In primis, al fine di contenere i prezzi, si intende ridurre la domanda di energia nelle ore di picco, fissando obiettivi obbligatori per gli Stati membri. Allo stesso tempo, si vuole imporre un tetto ai ricavi dei produttori di elettricità da fonti rinnovabili, che beneficiano di costi di generazione molto inferiori rispetto alle fonti fossili, orientando le risorse ottenute a supporto di consumatori vulnerabili e imprese. Per entrambe le misure è necessario attendere specifiche tecniche per poter esprimere valutazioni. Intanto, documenti trapelati parlano di un tetto a 200 €/MWh (4 volte circa i valori storici) per le tecnologie inframarginali (rinnovabili, nucleare e lignite) e di un obiettivo minimo di riduzione del 5% del consumo di elettricità nelle ore di picco.
Sulle società del petrolio e del gas graverà, invece, un contributo di solidarietà. La Commissione intende, inoltre, istituire uno strumento di supporto alla liquidità delle utilities, che si trovano a dover fronteggiare oneri finanziari molto gravosi. In ultimo, ma certamente non per importanza, la Presidente della Commissione ha annunciato il tanto paventato tetto al prezzo del gas fornito Russia, che oggi rappresenta il 9% circa dell’import UE a fronte del 40% della fase precedente alla guerra in Ucraina.

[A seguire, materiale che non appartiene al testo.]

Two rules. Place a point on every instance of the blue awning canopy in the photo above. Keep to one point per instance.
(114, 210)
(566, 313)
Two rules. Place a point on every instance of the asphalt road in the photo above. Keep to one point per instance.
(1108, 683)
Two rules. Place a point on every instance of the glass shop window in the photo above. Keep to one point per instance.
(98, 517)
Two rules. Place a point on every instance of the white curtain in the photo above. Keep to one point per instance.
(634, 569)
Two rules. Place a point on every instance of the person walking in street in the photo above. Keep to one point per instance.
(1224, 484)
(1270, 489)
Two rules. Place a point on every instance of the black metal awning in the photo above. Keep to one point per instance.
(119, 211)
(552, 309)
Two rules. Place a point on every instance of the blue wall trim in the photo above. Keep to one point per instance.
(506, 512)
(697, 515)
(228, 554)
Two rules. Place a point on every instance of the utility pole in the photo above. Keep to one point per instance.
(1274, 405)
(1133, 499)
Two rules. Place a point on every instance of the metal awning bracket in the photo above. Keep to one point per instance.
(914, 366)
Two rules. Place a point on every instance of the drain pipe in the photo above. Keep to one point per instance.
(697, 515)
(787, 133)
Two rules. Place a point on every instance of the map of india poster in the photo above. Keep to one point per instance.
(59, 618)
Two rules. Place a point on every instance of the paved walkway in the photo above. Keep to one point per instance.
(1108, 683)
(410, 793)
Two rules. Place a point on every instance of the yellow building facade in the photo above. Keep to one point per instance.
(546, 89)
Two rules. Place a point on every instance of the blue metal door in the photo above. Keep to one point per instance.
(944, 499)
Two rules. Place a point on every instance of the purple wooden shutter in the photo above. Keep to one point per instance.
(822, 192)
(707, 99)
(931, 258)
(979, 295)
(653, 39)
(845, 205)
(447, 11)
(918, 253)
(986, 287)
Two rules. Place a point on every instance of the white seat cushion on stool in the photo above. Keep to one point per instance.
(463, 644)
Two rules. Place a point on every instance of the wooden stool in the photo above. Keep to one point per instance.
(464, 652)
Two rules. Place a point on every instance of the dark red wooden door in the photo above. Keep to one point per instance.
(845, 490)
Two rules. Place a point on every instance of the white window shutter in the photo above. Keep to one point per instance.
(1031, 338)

La proposta Mite di Price Cap

Anche in questo caso, bisogna aspettare i dettagli dell’applicazione della misura, che può significare tante cose, per poter compiere un’analisi. Proprio sul cap al prezzo del gas, si segnala, ad esempio, una proposta del Governo italiano. Il tetto, secondo il MiTE, dovrebbe essere imposto a tutte le transazioni (fisiche e finanziarie) di gas, sia in borsa sia over-the-counter, che avvengono negli hub europei. Esso dovrebbe essere posto a un livello sufficientemente alto rispetto ai valori ante guerra e rivisto regolarmente, anche sulla base dell’andamento delle quotazioni internazionali del GNL. Il cap sarebbe altresì integrato da meccanismi di compensazione, come i CfD, in modo che gli importatori possano essere ripagati della differenza tra i prezzi di acquisto e il tetto per le risorse marginali necessarie per soddisfare la domanda, generalmente il GNL acquistato sui mercati spot. Nel medio termine, le forniture di GNL andrebbero separate da quelle via tubo e spostate su una piattaforma di scambio dedicata. Dovrebbero, inoltre, essere contemplati criteri di gestione e allocazione della domanda da attivare in caso di raggiungimento del tetto e di carenza di forniture.

Il Piano di Contenimento dei consumi di gas

Nel frattempo, il MiTE ha elaborato un piano di contenimento dei consumi di gas finalizzato a risparmiare fino a 8,2 miliardi di metri cubi entro marzo 2023. Esso si articola su tre gambe: massimizzazione della produzione elettrica da fonti diverse dal gas, a partire dal carbone e dall’olio combustibile (-2,1 mld mc), il contenimento del riscaldamento in case, uffici e esercizi commerciali (-3,2 mld mc) e misure comportamentali volontarie da incoraggiare con una campagna di comunicazione istituzionale (-2,9 mld mc). L’industria per ora è esclusa, ma anche su questo fronte potrebbero registrarsi novità.